H.R. 1313, the Preserving Employee Wellness Programs Act, has already been widely criticized for allowing employers to punish employees who don’t participate in wellness programs. The bill aims to recalibrate two existing laws—the Americans with Disabilities Act and the Genetic Information Nondiscrimination Act—and broaden the amount of information that employers could collect through wellness programs.

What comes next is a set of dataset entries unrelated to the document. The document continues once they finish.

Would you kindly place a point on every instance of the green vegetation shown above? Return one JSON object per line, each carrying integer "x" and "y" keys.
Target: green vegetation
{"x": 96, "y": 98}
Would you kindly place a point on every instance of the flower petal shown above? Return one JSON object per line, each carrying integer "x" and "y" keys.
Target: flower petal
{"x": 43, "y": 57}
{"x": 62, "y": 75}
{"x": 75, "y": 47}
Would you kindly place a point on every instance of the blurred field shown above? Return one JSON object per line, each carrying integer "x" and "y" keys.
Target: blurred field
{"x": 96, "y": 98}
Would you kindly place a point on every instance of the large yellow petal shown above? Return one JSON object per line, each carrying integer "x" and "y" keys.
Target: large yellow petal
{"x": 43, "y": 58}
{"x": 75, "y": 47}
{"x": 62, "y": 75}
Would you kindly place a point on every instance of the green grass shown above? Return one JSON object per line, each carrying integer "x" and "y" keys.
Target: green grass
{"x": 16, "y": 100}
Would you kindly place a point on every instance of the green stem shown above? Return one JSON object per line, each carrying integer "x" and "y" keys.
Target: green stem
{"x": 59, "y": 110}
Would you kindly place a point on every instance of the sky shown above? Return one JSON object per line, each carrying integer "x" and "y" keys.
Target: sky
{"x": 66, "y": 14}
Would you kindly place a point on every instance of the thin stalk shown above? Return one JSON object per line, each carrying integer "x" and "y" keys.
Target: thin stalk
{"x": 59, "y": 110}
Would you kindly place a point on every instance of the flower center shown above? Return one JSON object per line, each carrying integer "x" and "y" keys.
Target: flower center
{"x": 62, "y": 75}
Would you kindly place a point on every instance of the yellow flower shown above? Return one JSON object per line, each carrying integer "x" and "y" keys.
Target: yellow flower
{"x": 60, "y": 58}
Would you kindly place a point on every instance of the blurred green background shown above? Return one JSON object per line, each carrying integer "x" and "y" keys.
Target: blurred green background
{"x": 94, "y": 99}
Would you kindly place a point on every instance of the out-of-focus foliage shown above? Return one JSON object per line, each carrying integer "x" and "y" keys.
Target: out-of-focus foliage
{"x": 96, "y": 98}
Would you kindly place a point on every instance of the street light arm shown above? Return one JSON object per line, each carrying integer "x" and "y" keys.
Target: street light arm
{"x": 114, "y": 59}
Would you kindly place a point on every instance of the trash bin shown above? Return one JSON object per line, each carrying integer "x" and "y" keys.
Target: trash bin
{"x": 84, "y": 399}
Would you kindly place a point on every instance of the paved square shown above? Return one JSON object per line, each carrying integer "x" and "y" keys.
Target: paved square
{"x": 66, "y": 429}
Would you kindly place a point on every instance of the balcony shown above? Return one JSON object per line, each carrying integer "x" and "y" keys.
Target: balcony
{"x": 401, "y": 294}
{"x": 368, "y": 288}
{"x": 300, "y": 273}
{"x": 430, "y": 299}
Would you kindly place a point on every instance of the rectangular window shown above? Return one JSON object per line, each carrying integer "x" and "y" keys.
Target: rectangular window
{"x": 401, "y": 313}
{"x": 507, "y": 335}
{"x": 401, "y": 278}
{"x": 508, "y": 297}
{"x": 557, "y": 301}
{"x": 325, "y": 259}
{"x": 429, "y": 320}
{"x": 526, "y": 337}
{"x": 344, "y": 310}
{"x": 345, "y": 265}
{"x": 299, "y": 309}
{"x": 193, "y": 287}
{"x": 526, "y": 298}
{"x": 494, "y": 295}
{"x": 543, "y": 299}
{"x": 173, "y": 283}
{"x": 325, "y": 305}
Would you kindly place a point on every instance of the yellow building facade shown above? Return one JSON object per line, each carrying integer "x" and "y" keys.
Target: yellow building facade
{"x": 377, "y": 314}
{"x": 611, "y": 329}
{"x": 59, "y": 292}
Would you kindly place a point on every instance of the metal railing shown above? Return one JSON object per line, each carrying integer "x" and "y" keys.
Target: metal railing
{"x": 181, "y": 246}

That has implications for major precision medicine research efforts that rely on patients to share genetic data, two researchers with Hudson Works LLC and the Kaiser Family Foundation who formally worked at the National Institutes of Health (NIH) and the Department of Health and Human Services (HHS) wrote in the New England Journal of Medicine. In particular, NIH's All of Us Research Program could run into significant barriers if patients are reluctant to share personal information out of fear that it will be used against them by their employer.
“Under H.R. 1313, employers could ask employees to disclose their research information to wellness programs—and penalize them for refusing,” the authors wrote. “This possibility would have to be disclosed to prospective All of Us participants and might dissuade many otherwise eager and altruistic volunteers. Fear of discrimination could discourage people from getting tests that could save their lives and from participating in research that could lead to future cures.”
In March, the senior counsel for The Johns Hopkins Hospital and Health System raised broader concerns about how privacy issues could present a significant barrier to precision medicine research.
The bill comes at a time when genetic data is becoming increasingly valuable. In a separate perspective authored by members of the Clinical Cancer Genome Task Team at the Global Alliance for Genomics and Health noted that precision oncology efforts, like the Cancer Moonshot Initiative, rely on robust data sharing on a global scale.
The group added that patients are generally eager to share their health data to advance cancer research, but technical, ethical and privacy barriers still stand in the way of a global data-sharing ecosystem.